Lov'st thou me as I love you?
Kiss me, sweet, kiss me, sweet.'

"Rats," said he! "Come up, y' cur dogs, come up."

"La Mothe," breathed La Follette, "when I say Now!"

Yes, the end had come.

"Damn the English," cried Blaise hoarsely. With a mighty stroke he swept aside the opposing points, drew a choking breath, crouched lower, and, with the Dauphin's sword at the charge, he flung himself into the gap breast-forward, missed his thrust, splintered the blade against the wall, and with a wild clutch drew all within reach into his grip. For an instant they hung upon a stair-edge, then, in a writhing, floundering mass, breast to breast, breathless, half dead or dying, they rolled to the floor. From behind La Mothe heard Ursula de Vesc cry, "Oh God! pity him!" in a sob. But he dared not turn, his own blood-drunkenness fired him to the finger-tips and he lunged furiously, getting home a stroke above a point lowered in the surprise.
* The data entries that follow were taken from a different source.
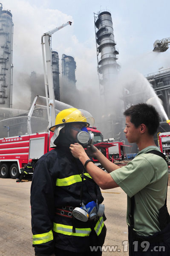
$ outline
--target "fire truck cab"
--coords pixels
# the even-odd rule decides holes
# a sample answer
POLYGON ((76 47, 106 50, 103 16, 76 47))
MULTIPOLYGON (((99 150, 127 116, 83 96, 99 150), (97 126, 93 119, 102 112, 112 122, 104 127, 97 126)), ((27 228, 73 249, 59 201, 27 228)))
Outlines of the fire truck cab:
POLYGON ((170 160, 170 132, 158 134, 158 144, 161 151, 165 153, 167 160, 170 160))

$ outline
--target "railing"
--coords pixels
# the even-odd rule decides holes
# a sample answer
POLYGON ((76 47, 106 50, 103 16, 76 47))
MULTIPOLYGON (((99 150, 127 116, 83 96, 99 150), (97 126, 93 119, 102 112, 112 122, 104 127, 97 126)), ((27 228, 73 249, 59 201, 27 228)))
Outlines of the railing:
POLYGON ((167 73, 168 72, 170 72, 170 68, 169 67, 166 68, 162 70, 160 70, 159 71, 157 71, 157 72, 155 72, 154 73, 150 73, 150 74, 148 74, 147 75, 145 75, 144 76, 146 78, 150 77, 151 78, 155 77, 156 76, 158 76, 161 74, 164 74, 164 73, 167 73))

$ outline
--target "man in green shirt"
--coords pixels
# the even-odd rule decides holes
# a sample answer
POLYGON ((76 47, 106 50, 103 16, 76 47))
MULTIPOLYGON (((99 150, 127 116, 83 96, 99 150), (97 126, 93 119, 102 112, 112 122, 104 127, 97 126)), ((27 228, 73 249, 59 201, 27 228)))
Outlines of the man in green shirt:
POLYGON ((153 139, 159 124, 159 115, 153 106, 145 103, 131 106, 124 115, 126 137, 130 143, 136 143, 139 150, 126 166, 119 168, 92 146, 89 155, 96 157, 107 173, 93 164, 78 143, 71 144, 70 149, 102 189, 120 186, 127 194, 129 255, 167 256, 170 255, 170 218, 166 206, 168 168, 153 139))

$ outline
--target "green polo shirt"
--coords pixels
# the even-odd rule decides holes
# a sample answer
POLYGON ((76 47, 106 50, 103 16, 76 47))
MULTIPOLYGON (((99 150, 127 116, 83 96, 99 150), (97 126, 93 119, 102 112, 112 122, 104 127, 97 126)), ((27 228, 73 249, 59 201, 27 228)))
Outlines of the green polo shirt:
POLYGON ((141 236, 150 236, 160 230, 158 209, 164 204, 168 178, 167 164, 162 157, 145 154, 156 150, 150 146, 141 150, 127 166, 110 173, 127 195, 127 223, 130 198, 135 195, 134 230, 141 236))

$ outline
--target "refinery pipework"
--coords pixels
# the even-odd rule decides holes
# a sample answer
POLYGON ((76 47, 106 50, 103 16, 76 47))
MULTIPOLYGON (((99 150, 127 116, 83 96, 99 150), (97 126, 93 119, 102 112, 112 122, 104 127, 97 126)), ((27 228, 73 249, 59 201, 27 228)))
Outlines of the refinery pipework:
POLYGON ((14 24, 10 11, 0 3, 0 107, 12 107, 14 24))

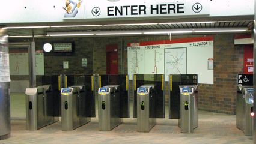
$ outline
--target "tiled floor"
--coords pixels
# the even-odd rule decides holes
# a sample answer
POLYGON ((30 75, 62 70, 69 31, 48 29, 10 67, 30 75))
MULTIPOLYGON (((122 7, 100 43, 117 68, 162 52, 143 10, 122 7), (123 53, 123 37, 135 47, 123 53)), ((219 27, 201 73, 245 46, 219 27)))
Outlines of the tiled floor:
POLYGON ((111 131, 98 130, 97 118, 72 131, 61 131, 58 122, 37 131, 26 130, 25 121, 11 121, 11 137, 0 141, 8 143, 252 143, 236 128, 236 116, 204 111, 199 112, 199 127, 193 134, 180 133, 177 120, 159 119, 149 133, 136 131, 136 119, 125 119, 124 124, 111 131))

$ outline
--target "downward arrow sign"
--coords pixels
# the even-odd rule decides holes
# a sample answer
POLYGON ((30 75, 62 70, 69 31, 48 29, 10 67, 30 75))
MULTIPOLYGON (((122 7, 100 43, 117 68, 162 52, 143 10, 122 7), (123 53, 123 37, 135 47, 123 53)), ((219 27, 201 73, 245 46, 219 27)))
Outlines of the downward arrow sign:
POLYGON ((95 10, 93 11, 93 13, 94 13, 96 14, 97 14, 99 12, 99 11, 98 11, 97 9, 95 9, 95 10))
POLYGON ((195 9, 196 10, 198 10, 199 9, 200 9, 200 7, 198 7, 198 5, 197 5, 197 7, 194 7, 194 8, 195 8, 195 9))

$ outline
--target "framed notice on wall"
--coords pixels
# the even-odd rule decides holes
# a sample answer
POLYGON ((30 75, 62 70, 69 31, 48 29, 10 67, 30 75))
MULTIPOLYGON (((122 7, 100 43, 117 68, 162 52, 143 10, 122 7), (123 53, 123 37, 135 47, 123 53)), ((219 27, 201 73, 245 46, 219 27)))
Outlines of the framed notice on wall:
POLYGON ((243 49, 243 73, 254 73, 254 49, 252 46, 243 49))
POLYGON ((208 59, 208 70, 213 70, 213 59, 209 58, 208 59))
POLYGON ((72 52, 72 43, 54 43, 53 51, 55 52, 72 52))

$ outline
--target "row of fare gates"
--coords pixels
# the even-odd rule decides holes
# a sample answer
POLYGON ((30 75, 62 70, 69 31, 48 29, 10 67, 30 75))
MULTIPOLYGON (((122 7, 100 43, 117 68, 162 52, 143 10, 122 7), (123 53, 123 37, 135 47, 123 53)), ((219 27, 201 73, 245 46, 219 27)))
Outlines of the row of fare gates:
MULTIPOLYGON (((169 118, 179 119, 181 133, 193 133, 198 125, 198 76, 170 75, 169 80, 169 118)), ((132 86, 126 74, 44 76, 40 81, 40 86, 26 89, 28 130, 38 130, 59 118, 62 130, 86 124, 96 117, 96 95, 100 131, 111 131, 123 118, 130 118, 129 92, 138 131, 150 131, 156 118, 165 117, 163 74, 133 75, 132 86)))
MULTIPOLYGON (((181 133, 198 127, 198 79, 197 74, 169 76, 169 119, 178 119, 181 133)), ((236 127, 252 136, 252 75, 237 74, 237 79, 236 127)), ((137 130, 148 132, 156 118, 165 117, 165 76, 133 75, 132 86, 129 81, 125 74, 43 76, 41 86, 26 90, 26 128, 38 130, 59 118, 62 130, 85 125, 96 117, 97 95, 99 130, 111 131, 130 118, 130 92, 137 130)))

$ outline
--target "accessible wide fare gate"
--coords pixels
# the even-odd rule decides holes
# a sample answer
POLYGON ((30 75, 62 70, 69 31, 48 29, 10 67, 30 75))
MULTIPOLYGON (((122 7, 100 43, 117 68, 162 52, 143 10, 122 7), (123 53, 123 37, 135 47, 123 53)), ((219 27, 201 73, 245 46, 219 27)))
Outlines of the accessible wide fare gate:
MULTIPOLYGON (((79 118, 79 119, 81 119, 80 117, 82 118, 95 117, 95 76, 94 75, 43 76, 38 77, 38 80, 40 80, 38 81, 40 81, 41 82, 41 83, 38 83, 38 85, 50 85, 52 86, 53 97, 52 103, 54 104, 53 109, 53 116, 55 117, 62 117, 62 114, 64 113, 63 112, 67 110, 68 109, 76 110, 78 112, 76 113, 76 114, 75 117, 76 116, 79 118), (40 79, 41 79, 40 80, 40 79), (73 91, 75 92, 70 94, 68 94, 68 91, 65 91, 64 90, 62 90, 61 91, 62 88, 69 89, 71 89, 74 90, 73 91), (77 95, 76 92, 78 93, 78 95, 77 95), (76 101, 77 101, 75 103, 77 103, 78 104, 76 104, 76 106, 70 104, 70 106, 67 106, 66 105, 67 103, 65 101, 65 103, 64 103, 64 102, 62 103, 61 101, 61 100, 63 99, 63 96, 66 95, 75 95, 75 97, 77 97, 77 98, 75 98, 75 99, 74 99, 76 101), (77 96, 76 97, 75 95, 77 96), (64 106, 65 106, 65 108, 64 106)), ((71 103, 69 103, 69 104, 71 104, 71 103)), ((73 116, 72 117, 75 118, 73 116)), ((72 121, 75 119, 72 118, 68 118, 73 119, 72 121)), ((74 122, 76 123, 75 121, 74 121, 74 122)), ((79 124, 85 124, 85 122, 79 122, 78 124, 75 123, 73 124, 74 125, 79 126, 80 125, 79 124)), ((72 130, 76 127, 77 127, 76 126, 72 127, 71 128, 64 129, 65 130, 72 130)), ((63 127, 62 130, 64 130, 63 127)))

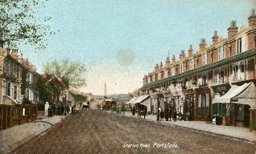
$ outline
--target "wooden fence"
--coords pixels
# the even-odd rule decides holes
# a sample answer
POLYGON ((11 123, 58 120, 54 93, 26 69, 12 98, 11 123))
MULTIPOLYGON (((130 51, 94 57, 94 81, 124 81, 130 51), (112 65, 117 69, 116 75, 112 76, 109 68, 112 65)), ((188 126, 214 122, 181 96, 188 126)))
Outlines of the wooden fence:
POLYGON ((37 105, 0 104, 0 130, 36 120, 37 105))

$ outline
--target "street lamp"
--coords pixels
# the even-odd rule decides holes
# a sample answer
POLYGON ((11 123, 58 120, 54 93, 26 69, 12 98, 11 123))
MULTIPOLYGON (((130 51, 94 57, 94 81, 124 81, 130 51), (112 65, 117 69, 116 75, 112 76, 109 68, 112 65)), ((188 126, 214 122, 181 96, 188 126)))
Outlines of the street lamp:
POLYGON ((229 56, 231 57, 231 55, 232 55, 232 44, 230 42, 229 43, 229 56))
POLYGON ((256 48, 256 30, 253 32, 253 37, 254 41, 254 47, 256 48))
POLYGON ((156 91, 156 95, 157 95, 157 115, 156 115, 156 120, 157 121, 159 121, 159 117, 160 117, 160 113, 159 113, 159 104, 160 104, 160 102, 159 102, 159 95, 161 94, 161 91, 160 91, 160 89, 159 88, 156 88, 155 89, 156 91))
POLYGON ((67 116, 67 98, 68 98, 68 91, 64 91, 65 93, 65 106, 64 106, 64 116, 67 116))

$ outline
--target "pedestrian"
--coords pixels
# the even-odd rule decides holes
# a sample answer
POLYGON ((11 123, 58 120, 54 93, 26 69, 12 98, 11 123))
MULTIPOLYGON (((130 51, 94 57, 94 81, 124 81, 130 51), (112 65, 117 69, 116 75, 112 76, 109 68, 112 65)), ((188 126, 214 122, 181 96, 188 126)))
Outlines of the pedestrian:
POLYGON ((163 112, 163 109, 161 109, 161 111, 160 111, 160 121, 163 121, 163 116, 164 116, 164 112, 163 112))
POLYGON ((124 105, 122 105, 122 115, 125 116, 125 106, 124 105))
POLYGON ((144 109, 144 120, 146 118, 147 112, 147 107, 145 107, 145 109, 144 109))
POLYGON ((63 114, 63 116, 64 116, 64 105, 61 105, 61 107, 60 107, 60 113, 61 114, 63 114))
POLYGON ((135 115, 135 112, 136 112, 135 107, 133 107, 133 116, 134 116, 134 115, 135 115))
POLYGON ((89 100, 87 102, 87 105, 88 105, 88 110, 90 111, 90 103, 89 100))
POLYGON ((168 108, 164 109, 164 119, 166 121, 168 121, 169 120, 169 112, 168 112, 168 108))
POLYGON ((176 121, 176 120, 177 120, 177 111, 176 109, 175 109, 173 112, 173 120, 176 121))
POLYGON ((71 107, 71 114, 74 115, 74 105, 71 107))

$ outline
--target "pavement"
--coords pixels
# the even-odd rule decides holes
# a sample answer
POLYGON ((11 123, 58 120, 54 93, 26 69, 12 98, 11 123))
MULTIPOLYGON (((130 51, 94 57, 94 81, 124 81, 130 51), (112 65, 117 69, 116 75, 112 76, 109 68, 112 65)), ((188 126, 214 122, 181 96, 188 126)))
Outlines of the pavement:
MULTIPOLYGON (((108 112, 111 111, 108 111, 108 112)), ((122 112, 119 115, 123 116, 123 113, 122 112)), ((130 111, 126 111, 125 116, 134 118, 138 117, 137 114, 132 116, 130 111)), ((143 118, 143 116, 142 116, 142 118, 143 118)), ((256 132, 254 131, 250 132, 248 128, 215 125, 207 124, 205 121, 156 121, 156 115, 147 115, 146 116, 146 120, 256 144, 256 132)))
POLYGON ((13 154, 254 154, 256 144, 102 110, 81 110, 13 154))
POLYGON ((65 118, 62 116, 39 117, 34 122, 0 131, 0 154, 9 153, 27 141, 45 132, 65 118))

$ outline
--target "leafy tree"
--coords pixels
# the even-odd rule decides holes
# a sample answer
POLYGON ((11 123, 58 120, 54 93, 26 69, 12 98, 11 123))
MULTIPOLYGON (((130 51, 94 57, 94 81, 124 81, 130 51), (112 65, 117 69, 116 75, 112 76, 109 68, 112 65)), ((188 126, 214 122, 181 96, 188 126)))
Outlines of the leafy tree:
POLYGON ((56 59, 43 65, 44 73, 60 79, 66 87, 79 87, 85 85, 84 75, 86 71, 84 64, 79 62, 56 59))
POLYGON ((39 91, 40 94, 40 99, 45 103, 54 103, 55 99, 55 90, 51 85, 47 84, 44 80, 39 80, 39 91))
POLYGON ((51 18, 40 18, 37 10, 47 0, 0 0, 0 42, 15 46, 17 43, 38 45, 44 48, 45 36, 51 32, 43 23, 51 18))
POLYGON ((77 103, 87 101, 87 97, 80 94, 74 94, 72 91, 68 92, 77 103))

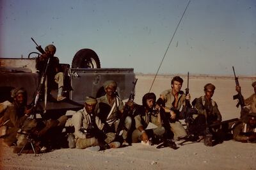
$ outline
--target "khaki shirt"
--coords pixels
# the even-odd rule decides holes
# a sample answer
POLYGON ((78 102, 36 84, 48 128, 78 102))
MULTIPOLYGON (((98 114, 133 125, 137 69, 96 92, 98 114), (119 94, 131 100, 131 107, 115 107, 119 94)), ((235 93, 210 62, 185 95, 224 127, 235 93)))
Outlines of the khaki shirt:
POLYGON ((152 115, 150 112, 146 112, 145 114, 145 115, 143 116, 141 116, 141 114, 139 114, 138 115, 134 117, 134 120, 135 120, 135 127, 136 128, 138 128, 140 127, 143 127, 144 128, 146 128, 147 127, 144 127, 144 123, 142 123, 143 121, 145 121, 145 123, 146 123, 147 126, 148 125, 148 123, 150 122, 150 116, 151 118, 151 123, 152 123, 153 124, 156 125, 157 127, 161 127, 162 126, 162 123, 161 122, 159 122, 157 121, 158 117, 157 116, 155 116, 154 115, 152 115), (141 120, 143 119, 143 120, 141 120))
POLYGON ((256 112, 256 94, 254 93, 244 100, 244 105, 250 106, 250 112, 256 112))
MULTIPOLYGON (((93 113, 94 114, 94 113, 93 113)), ((88 128, 89 124, 92 123, 91 116, 86 112, 84 107, 76 112, 72 116, 72 123, 75 127, 74 134, 76 137, 86 139, 86 134, 81 129, 82 128, 88 128)), ((96 116, 95 123, 99 129, 102 130, 104 124, 102 123, 100 120, 96 116)))
POLYGON ((173 108, 175 110, 179 111, 182 105, 185 105, 186 96, 182 91, 178 95, 178 103, 176 107, 174 107, 175 98, 172 93, 172 89, 166 89, 161 93, 164 97, 165 107, 173 108))
POLYGON ((198 111, 198 114, 204 114, 206 117, 216 117, 216 120, 211 120, 211 121, 215 120, 221 121, 221 114, 220 112, 219 109, 218 109, 216 102, 212 99, 207 102, 205 100, 205 97, 204 96, 196 98, 196 102, 195 107, 198 111))
MULTIPOLYGON (((106 121, 111 121, 112 122, 116 121, 119 117, 117 109, 118 109, 119 111, 121 111, 124 109, 123 102, 117 97, 116 97, 116 103, 117 104, 116 104, 116 106, 113 108, 112 113, 111 114, 109 117, 106 120, 106 121)), ((112 107, 113 105, 113 104, 109 104, 106 95, 104 95, 103 97, 98 98, 97 102, 97 102, 97 104, 95 107, 97 112, 100 114, 104 113, 104 114, 107 114, 108 115, 111 109, 112 108, 112 107), (104 104, 108 104, 109 106, 109 111, 108 111, 108 112, 107 113, 106 113, 106 111, 100 111, 100 108, 99 108, 100 103, 104 103, 104 104)), ((106 117, 107 117, 108 115, 106 115, 106 117)))
POLYGON ((247 141, 250 135, 256 135, 256 128, 253 128, 247 123, 241 123, 236 126, 233 130, 233 139, 236 141, 247 141), (246 135, 250 134, 250 135, 246 135))
POLYGON ((0 120, 0 126, 6 122, 7 127, 20 128, 28 118, 24 111, 25 107, 18 107, 15 104, 9 105, 0 120))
Again there was a rush of iron-shod feet upon the stones, but a rush downward, a moment's pause below, a crossing babel of passionate, clamouring voices, insistence, denial, and yet more denial, then a silence—or what seemed a silence—a few hoarse whispers and a cry or two of pain. Yes, the end had come. In the corner stood the Dauphin and, half in front, Ursula de Vesc, her arm stretched out across his breast in the old attitude of protection. Marcel lay beside them in a faint.